3. Modeling and simulation methods

To understand electromagnetic fields in PSCs, solving Maxwell's equations is required. The 3D-FDTD method solves Maxwell's equations in specific boundary conditions. The electric field intensity ${\vert E(r, \lambda)\vert}$ can be determined by solving Maxwell's equations. The total absorption spectrum for the perovskite absorber per unit volume is calculated according to Eq. (1):

(1)$$A(r,\omega ) = \frac{1}{2}\frac{{\omega {\varepsilon _0}{\mathop{\rm Im}\nolimits} ({\varepsilon (r,\omega )} ){{|{E(r,\omega )} |}^2}}}{{{P_{in}}}}.$$

In this equation, ω is the angular frequency and r represents specific locations, ${\varepsilon _0}$ and $\varepsilon$ are the dielectric constants of the environment and the electric permittivity of the vacuum, respectively. The power of incident light is indicated by P_in and according to the standard conditions of AM 1.5, it is equal to 1000 wm^-2. Besides, the parasitic absorption for Au and Ag NPs per unit volume is calculated by this Equation. Net absorption is obtained by subtracting the parasitic absorption from the total absorption, according to Eq. (2):

(2)$${A_{net}}(\lambda ) = \int\limits_{{V_{absorber}}} {A(r,\lambda )dV} - \int\limits_{{V_{nanoparticles}}} {A(r,\lambda )dV.}$$

To evaluate and analyze the performance of the proposed NPs in the PSC, the photocurrent is calculated as

(3)$${J_{SC}} = \int\limits_{300nm}^{800nm} {\textrm{A(}\lambda \textrm{)}} \textrm{.AM1}\textrm{.5D(}\lambda \textrm{)d}\lambda$$

Exciton generation rate values are a function of four variables, variables $({x,y,z,\lambda } )$, calculated by Eq. (4):

(4)$$G({x,y,z,\lambda } )= \frac{{{\varepsilon _0}}}{{2\hbar }}\frac{{lm({\varepsilon (r,\lambda )} ){{|{E(r,\lambda )} |}^2}}}{{{P_{in}}}}$$

As it is clear from Eq. (4), the exciton generation rate is directly related to ${|{E(r,\lambda )} |^2}$. Additionally, the total number of excitons generated at each point is obtained by Eq. (5). Finally, the photocurrent is obtained from the excitons generation rate according to Eq. (5).

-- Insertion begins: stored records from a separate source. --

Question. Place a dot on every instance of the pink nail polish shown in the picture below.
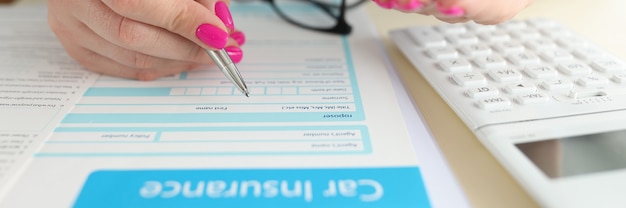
(387, 5)
(235, 53)
(222, 11)
(453, 11)
(239, 37)
(411, 6)
(212, 36)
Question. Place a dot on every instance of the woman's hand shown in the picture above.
(143, 39)
(452, 11)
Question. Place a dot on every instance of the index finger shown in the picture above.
(187, 18)
(486, 12)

(5)$$G(x,y,z,\lambda ) = \int {G(x,y,z,\lambda )d\lambda }$$

To understand electrical characteristics in PSCs, Poisson equation are solved. Equation (6) shown this equation, here in, E is electric field, $\rho$ is space charge density, $\psi$ and ${\varepsilon _S}$ are the electrostatic potential and static materials permittivity. elementary charge is q in this equation equal to 1.6 x10⁻¹⁹ (C). NA and ND are ionized acceptor and donor densities, respectively.

(6)$$\frac{{{\partial ^2}\psi }}{{{\partial ^2}x}} ={-} \frac{{\partial E}}{{\partial x}} ={-} \frac{\rho }{{{\varepsilon _S}}} = \frac{q}{{{\varepsilon _S}}}[p - n + {N_D}(x) - {N_A}(x) \pm {N_{def}}(x)]$$

Besides, Eqs. (7) and 8 describes the carrier continuity at steady state for electron and hole.

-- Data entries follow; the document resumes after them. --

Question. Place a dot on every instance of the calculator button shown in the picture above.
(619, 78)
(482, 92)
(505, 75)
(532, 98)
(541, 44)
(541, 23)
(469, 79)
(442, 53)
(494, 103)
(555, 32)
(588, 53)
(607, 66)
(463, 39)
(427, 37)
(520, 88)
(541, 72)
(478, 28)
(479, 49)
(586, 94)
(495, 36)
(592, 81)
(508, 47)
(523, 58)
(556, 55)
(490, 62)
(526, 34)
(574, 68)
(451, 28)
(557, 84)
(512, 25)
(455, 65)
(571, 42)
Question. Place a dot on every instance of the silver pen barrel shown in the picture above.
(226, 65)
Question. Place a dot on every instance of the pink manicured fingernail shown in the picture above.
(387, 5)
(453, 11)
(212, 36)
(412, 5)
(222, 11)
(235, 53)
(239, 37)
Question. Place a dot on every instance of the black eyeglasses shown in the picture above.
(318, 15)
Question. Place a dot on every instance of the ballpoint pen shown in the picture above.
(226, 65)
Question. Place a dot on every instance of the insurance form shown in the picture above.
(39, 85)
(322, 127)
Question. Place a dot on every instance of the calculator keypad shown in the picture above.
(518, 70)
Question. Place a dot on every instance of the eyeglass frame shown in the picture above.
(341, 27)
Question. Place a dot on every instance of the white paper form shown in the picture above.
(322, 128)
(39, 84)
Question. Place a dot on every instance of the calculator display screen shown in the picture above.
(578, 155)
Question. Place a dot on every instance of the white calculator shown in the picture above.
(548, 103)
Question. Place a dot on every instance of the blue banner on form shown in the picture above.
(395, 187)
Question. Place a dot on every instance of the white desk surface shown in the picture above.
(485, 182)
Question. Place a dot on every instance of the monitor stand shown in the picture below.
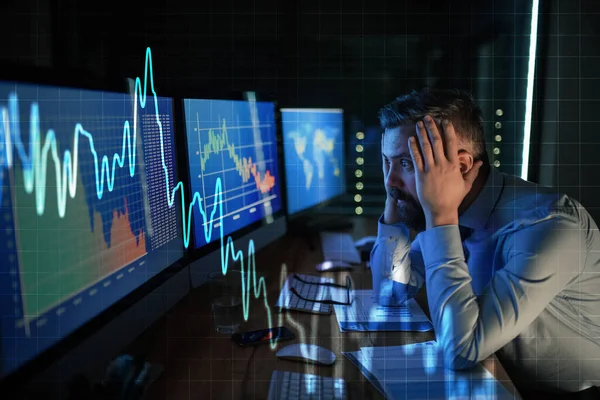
(310, 227)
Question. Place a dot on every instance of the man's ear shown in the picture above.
(466, 161)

(7)$$\frac{{\partial {J_n}}}{{\partial x}} + G - {U_n}(n,p) = 0$$

(8)$$- \frac{{\partial {J_p}}}{{\partial x}} + G - {U_p}(n,p) = 0$$

where J_n is current density of electron, J_p is current density of hole carriers, G is the electron-hole generation rate, Up and Un are the net recombination rates. Finally, Drift diffusion equations (9-10) are solved.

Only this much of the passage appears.